Eugène Green a choisi quatre jeunes pour son documentaire. Le metteur en scène les a trouvés lorsque la monteuse Laurence Larre, qui est basquophone et qui a grandi à Bayonne, lui a montré une vidéo d’un groupe de jeunes au lycée basque de la ville, qui avait formé une sorte de "groupe de pression", pour essayer d’obtenir le droit de passer en langue basque les matières qu’ils étudient au lycée avec l’accord de l’éducation nationale. Il se rappelle :
"Il y en avait un qui m’a frappé en particulier, un peu comme les acteurs que je choisis. C’était Ortzi, j’ai demandé à le rencontrer. Au Pays basque tout le monde se connaît plus ou moins, donc c’était facile. Ortzi m’a présenté à Aitor, son meilleur ami, et Ana, une amie d’enfance. Et puis Ugaitz, le jeune du Pays basque sud, je l’ai rencontré aussi à travers des connaissances. Ça semble être le fruit du hasard, mais je ne crois pas qu’il y ait de hasard. En tout cas les jeunes que j’ai trouvés sont ceux que j’aurais voulu trouver."

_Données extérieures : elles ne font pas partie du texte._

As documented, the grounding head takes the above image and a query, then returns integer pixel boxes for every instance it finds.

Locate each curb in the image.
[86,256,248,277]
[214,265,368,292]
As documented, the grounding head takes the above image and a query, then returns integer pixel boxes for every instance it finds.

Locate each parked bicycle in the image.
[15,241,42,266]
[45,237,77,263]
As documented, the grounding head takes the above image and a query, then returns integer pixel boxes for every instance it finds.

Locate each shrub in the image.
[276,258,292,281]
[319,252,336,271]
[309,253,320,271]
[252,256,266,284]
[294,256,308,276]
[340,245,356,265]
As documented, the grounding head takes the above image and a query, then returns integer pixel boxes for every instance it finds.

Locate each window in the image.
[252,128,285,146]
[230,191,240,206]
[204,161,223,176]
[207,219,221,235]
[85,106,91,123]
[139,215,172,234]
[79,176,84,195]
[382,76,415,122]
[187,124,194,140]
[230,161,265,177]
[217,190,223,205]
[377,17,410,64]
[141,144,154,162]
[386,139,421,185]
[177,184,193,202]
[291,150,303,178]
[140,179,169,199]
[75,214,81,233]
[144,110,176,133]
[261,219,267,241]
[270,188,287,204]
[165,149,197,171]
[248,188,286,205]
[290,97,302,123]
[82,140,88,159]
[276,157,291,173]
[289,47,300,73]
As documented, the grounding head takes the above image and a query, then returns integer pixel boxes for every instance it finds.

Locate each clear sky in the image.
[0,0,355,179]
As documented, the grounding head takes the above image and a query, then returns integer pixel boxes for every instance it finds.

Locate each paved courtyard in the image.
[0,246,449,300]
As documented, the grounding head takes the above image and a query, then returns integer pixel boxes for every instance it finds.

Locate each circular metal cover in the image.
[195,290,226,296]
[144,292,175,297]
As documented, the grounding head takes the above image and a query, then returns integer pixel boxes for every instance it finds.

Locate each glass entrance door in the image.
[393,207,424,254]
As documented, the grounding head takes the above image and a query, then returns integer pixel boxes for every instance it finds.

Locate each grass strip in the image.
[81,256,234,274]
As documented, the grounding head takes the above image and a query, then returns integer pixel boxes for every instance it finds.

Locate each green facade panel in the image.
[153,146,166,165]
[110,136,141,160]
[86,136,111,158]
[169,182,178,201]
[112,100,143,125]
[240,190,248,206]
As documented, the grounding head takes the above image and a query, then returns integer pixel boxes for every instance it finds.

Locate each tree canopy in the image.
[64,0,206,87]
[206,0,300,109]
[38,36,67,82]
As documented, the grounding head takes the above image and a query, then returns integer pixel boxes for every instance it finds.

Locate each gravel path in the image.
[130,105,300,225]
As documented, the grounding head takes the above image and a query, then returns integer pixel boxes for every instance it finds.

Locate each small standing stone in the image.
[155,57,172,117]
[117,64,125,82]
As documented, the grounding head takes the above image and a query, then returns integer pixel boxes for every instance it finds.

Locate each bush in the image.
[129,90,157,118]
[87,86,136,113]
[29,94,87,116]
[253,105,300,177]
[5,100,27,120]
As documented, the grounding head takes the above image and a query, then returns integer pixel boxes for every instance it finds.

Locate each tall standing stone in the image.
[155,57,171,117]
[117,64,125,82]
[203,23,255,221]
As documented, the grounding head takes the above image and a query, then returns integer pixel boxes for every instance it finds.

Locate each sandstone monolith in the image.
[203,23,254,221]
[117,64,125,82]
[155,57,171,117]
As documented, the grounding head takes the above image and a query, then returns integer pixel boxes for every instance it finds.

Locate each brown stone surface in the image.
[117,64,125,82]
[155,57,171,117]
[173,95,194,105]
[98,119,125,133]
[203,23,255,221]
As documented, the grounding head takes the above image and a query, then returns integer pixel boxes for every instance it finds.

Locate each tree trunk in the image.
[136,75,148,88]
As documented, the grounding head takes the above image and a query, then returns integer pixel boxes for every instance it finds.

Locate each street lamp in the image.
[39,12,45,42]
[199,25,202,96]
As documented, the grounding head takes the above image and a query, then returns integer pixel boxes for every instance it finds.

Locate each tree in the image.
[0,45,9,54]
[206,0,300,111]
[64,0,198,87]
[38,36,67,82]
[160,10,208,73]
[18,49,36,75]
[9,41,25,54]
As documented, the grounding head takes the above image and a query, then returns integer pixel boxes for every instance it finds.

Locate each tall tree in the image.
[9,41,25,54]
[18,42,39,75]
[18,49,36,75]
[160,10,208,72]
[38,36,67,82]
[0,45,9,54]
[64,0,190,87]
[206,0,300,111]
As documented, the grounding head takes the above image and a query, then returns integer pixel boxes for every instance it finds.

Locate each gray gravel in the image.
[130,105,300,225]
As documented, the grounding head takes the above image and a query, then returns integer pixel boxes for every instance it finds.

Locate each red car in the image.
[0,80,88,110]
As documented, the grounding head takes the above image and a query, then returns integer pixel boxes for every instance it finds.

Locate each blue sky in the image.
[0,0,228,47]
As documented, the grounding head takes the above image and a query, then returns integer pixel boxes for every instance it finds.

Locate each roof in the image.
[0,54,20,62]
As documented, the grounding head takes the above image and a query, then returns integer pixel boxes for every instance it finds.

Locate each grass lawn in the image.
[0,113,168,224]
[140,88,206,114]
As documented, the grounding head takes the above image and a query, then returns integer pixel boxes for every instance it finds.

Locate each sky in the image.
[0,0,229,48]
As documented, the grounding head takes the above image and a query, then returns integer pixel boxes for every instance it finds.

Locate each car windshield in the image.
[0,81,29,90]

Eugène Green voit le documentaire Faire la Parole comme un film militant, mais pas d’une manière habituelle puisqu'il n’y a aucun discours vraiment politique, aucun slogan et juste quelques références à l’histoire basque. Le film est plutôt militant à travers le cinéma et à travers une expression poétique mais réelle de ce qu’est la culture basque. Le cinéaste raconte :
"J’ai essayé de faire de la politique à travers la poésie et à travers le cinéma. Et j’espère qu’en se rendant compte d’abord de l’existence des basques et du fait qu’il ne s’agit pas de folklore ni de quelques vieux paysans, qui sont sur le point de disparaître, mais de tout un peuple qui a aussi une jeunesse très active, qui est très moderne par certains côtés, qui ressemblent aux gens de leur âge ailleurs en Europe mais qui est une culture vivante et réelle, qui a le droit de vivre simplement et dans des conditions qui permettent son épanouissement, et pas seulement sa survie."